President Obama’s speech on climate change Tuesday added fuel to an ongoing feud over energy policy in Virginia’s race for governor, as Democratic nominee Terry McAuliffe took the opportunity to put a relatively rare bit of distance between himself and the White House.
In his address, Obama said he would tell the Environmental Protection Agency to establish carbon pollution standards for both new and existing power plants. Those rules could have a significant impact on coal-fired plants and the coal industry generally, a key element of Virginia’s energy supply and a major employer in the state’s southwest.
Attorney General Ken Cuccinelli II, the Republican nominee, used Obama’s climate plan to attack McAuliffe and his fellow Democrats for their policies on coal. And McAuliffe offered some mild criticism of the administration’s potential actions.
“While we’re waiting on actual regulations to be proposed, Terry believes any new regulations should balance the need to encourage clean energy with the fact that coal is, and will continue to be, a large portion of Virginia’s energy mix,” said McAuliffe spokesman Josh Schwerin. “Terry would be seriously concerned about regulations that would significantly increase utility costs for Virginians or result in the closure of existing Virginia power plants.”
But this May, according to the Bristol Herald-Courier, McAuliffe said during a visit to Bristol that he wanted “to make sure we have a healthy work force of coal” and “to make sure this vital industry here in Virginia continues to grow.” (McAuliffe has also reversed his position on offshore oil and gas drilling, and now differs with the Obama administration on that issue too.)
Before McAuliffe commented on Obama’s speech Tuesday, Cuccinelli sought to lump the two Democrats together.
“Terry McAuliffe and President Obama are joining together to continue their war on coal, inflicting devastating and unnecessary regulatory burdens on Virginia’s coal industry,” Cuccinelli said in a statement issued by his campaign. “Applying new emissions standards to existing coal-fired power plants makes our coal plants shutting down a very real and scary possibility ...”
The Virginia Republican Party also organized a conference call on which U.S. Rep. Morgan Griffith, state Sen. Charles W. “Bill” Carrico (Grayson) and Del. Terry Kilgore (Scott) all attacked Obama’s speech and McAuliffe’s 2009 comments. And the state GOP released a robocall urging that “folks here in Southwest Virginia stand up to Washington D.C. politicians like Barack Obama and Terry McAuliffe.”
But the McAuliffe campaign also fired back at Cuccinelli, linking Obama’s speech to the Republican attorney general’s lawsuit against former University of Virginia climate scientist Michael E. Mann.

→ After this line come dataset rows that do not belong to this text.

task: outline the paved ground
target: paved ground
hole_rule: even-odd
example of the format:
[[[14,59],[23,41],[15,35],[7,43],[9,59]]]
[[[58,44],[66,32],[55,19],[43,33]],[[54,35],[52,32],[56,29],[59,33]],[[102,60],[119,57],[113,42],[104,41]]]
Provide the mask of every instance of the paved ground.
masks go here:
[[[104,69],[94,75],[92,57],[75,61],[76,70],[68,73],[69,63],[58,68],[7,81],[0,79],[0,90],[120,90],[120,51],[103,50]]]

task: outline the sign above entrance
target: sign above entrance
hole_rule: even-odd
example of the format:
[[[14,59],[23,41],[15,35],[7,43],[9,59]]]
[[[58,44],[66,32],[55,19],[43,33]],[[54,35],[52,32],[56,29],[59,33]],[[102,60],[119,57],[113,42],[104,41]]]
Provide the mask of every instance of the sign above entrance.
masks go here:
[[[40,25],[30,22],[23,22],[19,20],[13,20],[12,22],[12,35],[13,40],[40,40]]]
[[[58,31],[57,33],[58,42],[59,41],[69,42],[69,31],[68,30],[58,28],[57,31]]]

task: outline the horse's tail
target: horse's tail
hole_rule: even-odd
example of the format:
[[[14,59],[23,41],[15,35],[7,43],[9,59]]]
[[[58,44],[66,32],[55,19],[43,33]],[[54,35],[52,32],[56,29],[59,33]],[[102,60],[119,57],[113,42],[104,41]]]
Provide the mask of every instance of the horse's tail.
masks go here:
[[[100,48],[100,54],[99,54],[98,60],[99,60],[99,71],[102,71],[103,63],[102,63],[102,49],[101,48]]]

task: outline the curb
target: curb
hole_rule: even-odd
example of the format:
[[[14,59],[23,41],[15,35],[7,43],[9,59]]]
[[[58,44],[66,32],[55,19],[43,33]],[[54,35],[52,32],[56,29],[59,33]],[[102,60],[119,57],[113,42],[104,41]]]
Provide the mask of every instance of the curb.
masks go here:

“Ken Cuccinelli is the leader of an extreme group that denies science and attacks independent researchers,” Schwerin said. “Cuccinelli’s actions targeting UVA embarrassed Virginia, cost UVA over half a million dollars, and proved that he is willing to abuse his taxpayer-funded office to shut down scientific research that doesn’t fit within his extreme ideology.”
Schwerin also praised part of Obama’s speech, saying McAuliffe “was encouraged by the President’s efforts to prepare communities, including Hampton Roads, for impacts of increasingly strong hurricanes and flooding.”